In 2017, an academic article published in the journal Nature Geoscience attributed the disappearance of the Slims River definitively to climate change—an occurrence that’s believed to be a global first in modern times. There was only a 0.5 percent chance, the researchers calculated, that the piracy would have occurred naturally, without the accelerating glacier retreat that is being driven by planetary warming. The resulting headlines traveled around the world.
But for the people who live along Kluane Lake, it doesn’t matter whether the Slims River was the first or the 10th or the 100th river to be stolen by climate change. What matters are the changes wrought by the river’s disappearance. The water level in Kluane Lake has dropped so far that the existing boat launches are now, as Chief Bob Dickson of the local Kluane First Nation puts it, “high and dry.” “It’s not even touching the water,” he says of the dock in Burwash Landing, the tiny community where the First Nation is headquartered. He figures the lake level may have dropped up to eight feet.

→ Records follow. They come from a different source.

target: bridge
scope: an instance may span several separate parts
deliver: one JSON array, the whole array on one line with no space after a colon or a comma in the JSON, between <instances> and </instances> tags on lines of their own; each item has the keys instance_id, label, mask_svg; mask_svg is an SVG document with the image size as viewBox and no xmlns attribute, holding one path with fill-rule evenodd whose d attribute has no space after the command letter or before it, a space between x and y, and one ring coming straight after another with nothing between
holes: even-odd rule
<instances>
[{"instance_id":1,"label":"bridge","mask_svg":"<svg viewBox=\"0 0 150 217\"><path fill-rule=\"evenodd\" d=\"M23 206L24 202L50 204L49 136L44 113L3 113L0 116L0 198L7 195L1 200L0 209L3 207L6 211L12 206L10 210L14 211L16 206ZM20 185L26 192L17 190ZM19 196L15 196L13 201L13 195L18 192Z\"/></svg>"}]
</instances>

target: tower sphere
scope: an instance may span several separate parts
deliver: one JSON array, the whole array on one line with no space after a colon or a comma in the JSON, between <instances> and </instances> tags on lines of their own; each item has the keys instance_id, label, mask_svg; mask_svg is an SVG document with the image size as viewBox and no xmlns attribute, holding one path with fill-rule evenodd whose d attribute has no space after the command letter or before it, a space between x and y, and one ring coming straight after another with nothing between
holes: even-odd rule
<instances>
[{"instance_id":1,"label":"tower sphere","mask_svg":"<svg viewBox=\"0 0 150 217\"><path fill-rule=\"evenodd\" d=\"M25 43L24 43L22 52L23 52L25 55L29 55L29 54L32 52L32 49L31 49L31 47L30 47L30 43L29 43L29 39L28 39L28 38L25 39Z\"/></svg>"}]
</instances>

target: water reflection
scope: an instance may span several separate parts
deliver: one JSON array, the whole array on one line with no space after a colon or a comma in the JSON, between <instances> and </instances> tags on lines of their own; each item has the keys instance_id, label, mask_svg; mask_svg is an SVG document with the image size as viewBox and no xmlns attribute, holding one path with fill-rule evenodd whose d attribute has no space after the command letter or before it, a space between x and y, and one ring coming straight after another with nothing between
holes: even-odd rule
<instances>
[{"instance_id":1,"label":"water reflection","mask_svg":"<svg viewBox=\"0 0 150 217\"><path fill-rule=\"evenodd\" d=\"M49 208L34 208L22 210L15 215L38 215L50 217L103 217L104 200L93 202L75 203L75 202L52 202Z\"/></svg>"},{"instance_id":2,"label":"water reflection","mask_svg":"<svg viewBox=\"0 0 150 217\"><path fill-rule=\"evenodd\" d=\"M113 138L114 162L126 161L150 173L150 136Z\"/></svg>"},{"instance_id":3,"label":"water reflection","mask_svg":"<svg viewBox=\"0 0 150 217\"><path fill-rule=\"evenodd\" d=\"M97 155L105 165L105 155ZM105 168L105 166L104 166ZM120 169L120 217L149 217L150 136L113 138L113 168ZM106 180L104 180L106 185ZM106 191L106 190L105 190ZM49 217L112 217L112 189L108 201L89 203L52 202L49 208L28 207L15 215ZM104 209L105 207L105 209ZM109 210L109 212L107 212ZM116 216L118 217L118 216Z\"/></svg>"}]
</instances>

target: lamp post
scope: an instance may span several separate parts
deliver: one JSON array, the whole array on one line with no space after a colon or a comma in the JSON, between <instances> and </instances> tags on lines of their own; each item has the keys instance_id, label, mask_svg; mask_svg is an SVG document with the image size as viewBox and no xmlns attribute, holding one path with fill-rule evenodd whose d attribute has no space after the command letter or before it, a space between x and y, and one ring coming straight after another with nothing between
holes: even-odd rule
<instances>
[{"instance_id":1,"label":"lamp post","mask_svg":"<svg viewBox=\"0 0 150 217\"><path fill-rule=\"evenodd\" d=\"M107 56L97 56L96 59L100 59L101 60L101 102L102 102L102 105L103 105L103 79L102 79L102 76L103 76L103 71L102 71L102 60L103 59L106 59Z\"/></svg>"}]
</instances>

In the summer of 2017, the annual Kluane Lake fishing derby was canceled because the boat launches had become too shallow. In 2018, the event was canceled again. On the lake’s roadless far shore, people are having trouble reaching their cabins. Dickson himself can no longer access some of his typical moose-hunting spots along the Kluane River—its level has dropped too. As the lake that feeds the river shrinks, his boat can no longer navigate the narrow, sheltered channels that it used to.
Then there are the longer-term implications. “Who knows what’s going to happen with the salmon?” Dickson says. “Salmon, and fish in general, need a certain amount of water to spawn, right? They don’t want their eggs frozen in the water. I’m sure that’s going to affect where they go.” Another concern is the temperature of the water: “Because it’s not glacier-fed anymore, that’s going to change—and that’s going to change the fish habitat.”
Researchers are scrambling to get a handle on what it all means. There are scientists studying the dust storms that have kicked up on the old Slims riverbed and government teams tracking temperature and water levels in the areas of the Kluane River where chum salmon spawn. It could be years before we understand exactly what the loss of the Slims River means. “It’s just a waiting game,” Dickson says.
Frank Mueller, for his part, has found a workaround to get his boat in the water and his customers to and from the lodge. It involves driving his truck onto the beach and partly into the lake. But he worries about how quickly rescuers will be able to get to the next crashed floatplane, when that day comes. And he’s alarmed by how quickly the lake he’s fished for 30 years has changed.
“It’s kind of scary when you see it,” he says. “Usually these changes take hundreds of years.”